Море становится больше на одну черную собаку.

(4)

Он, one, кто-то, некто, кто живет напротив, на чердаке: в темное время. Где по ночам, где пол покрыт голубиным пометом, словно мраморной крошкой. Крошками мрамора. На коньке крыши живет ворон, на чердаке копошатся голуби, такие летучие черви. С них опадает чешуя: как с каждого, кто прожил эту тьму зиму до утра и буквы "у" в забитое ватой окно. В них тяжелая из пальца женская кровь.

Тяжелая кровь пригибает к полу: пол навощен, что ли заляпан воском грязного тела кровь на нем - другой цвет. Некто, кто пришел к себе на чердак домой, он, one, видит - прогибаются стропила. Тот, кто выжил в эту зиму, - почти Санта Клаус. Тот, кто пережил эти снега - лыжник.

С голубей под потолком летит слюда. Слюна: они питаются ватой и плюются вниз, шариками чьих-то косточек. Тот некто, кто пережил эту зиму, продает свои валенки.

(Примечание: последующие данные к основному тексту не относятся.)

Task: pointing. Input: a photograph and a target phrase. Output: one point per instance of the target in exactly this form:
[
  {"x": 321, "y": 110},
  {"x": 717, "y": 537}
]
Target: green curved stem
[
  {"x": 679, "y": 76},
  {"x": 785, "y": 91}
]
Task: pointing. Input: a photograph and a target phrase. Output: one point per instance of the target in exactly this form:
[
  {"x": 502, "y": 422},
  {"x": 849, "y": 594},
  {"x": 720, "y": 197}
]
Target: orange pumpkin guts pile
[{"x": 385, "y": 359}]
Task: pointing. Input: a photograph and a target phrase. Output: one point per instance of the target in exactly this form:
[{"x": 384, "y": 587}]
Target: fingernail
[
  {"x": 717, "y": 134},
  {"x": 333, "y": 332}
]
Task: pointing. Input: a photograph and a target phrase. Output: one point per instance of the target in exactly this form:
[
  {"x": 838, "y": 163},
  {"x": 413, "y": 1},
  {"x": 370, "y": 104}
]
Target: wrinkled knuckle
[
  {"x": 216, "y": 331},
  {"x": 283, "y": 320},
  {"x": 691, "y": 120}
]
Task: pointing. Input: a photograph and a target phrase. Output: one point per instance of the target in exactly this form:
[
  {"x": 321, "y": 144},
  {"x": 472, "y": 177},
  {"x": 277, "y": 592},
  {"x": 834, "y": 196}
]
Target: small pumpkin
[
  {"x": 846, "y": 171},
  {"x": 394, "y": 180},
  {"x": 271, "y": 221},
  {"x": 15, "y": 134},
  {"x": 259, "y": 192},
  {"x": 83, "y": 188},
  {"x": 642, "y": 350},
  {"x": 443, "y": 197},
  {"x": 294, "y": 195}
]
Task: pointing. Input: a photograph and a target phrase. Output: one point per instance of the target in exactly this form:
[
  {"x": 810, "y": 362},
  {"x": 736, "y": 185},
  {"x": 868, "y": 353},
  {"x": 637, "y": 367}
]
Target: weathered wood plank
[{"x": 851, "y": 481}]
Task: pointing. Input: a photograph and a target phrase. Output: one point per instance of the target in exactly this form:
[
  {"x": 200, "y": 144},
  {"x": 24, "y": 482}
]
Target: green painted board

Мы выйдем в апреле на паперть. Это место эта паперть чего-куда дальше от места, где мы тут здесь. На крыше дома сидит ворон. На коньке крыши разлеглась его чернота. Внизу, под нами - сплошные лужи. Мы не станем, мы не будем, мы не можем разбираться с тем, кто не дотянул до слякоти. Крыса поднимается на чердак и душит голубей: лапками за горло. Они ей поют напоследок то, что поют. Ну, на что способны их дыхалки.

Все те, кто пережил эту зиму, выглядят плохо: чердак не лучшее место для хорошего цвета лица. И нашла рыба свою воду, и нашла же рыбка свою водичку, да и водичка нашла же свою рыбешку. Сверху - крест снизу память.

Кажется, мы все, некто, хотим, чтобы нас кого-то всех топтали сапогами. Проходя по нам строем, с песней, широко и напевно, энергично, не растягивая, неторопливо и строго, размеренно и спокойно, с благородством и теплотой, сдержанно и величаво в сто пятьдесят тракторов. Все те, кто пережил эту зиму, видят под своими окнами лужи. Все те, кто видит лужи под своим окном, эту зиму пережили: они живы и глядят из окна.

Черная кровь в сумерки заставит сделать все то, что ты хочешь, но не осмелился, не осмеливался. Он, one, боится крови, текущей из него, из его, хотя бы, пальца. Потому что она, one, слишком тяжела, чтобы ей ею еюя радоваться. Те, кто пережил зиму на своих чердаках своим горбом, щурятся на свет неба: тот его слишком яркий, чтобы им в помощь. Где-то там, на Спасской башне бьют часы ни одного раза.

Человек проснулся и потягивается. Человек становится тем, кто он, и глядеть на него - неприятно. Человек есть то, что он видит в зеркале, не завидую им обоим. Время выделывает из девочек утробы старух - и правильно поступает. Хлебные крошки летят вниз, на паперть. Мы же не выйдем гулять туда, где нас арестуют? Свяжут. Будут бить. Нет, они нас не дождутся?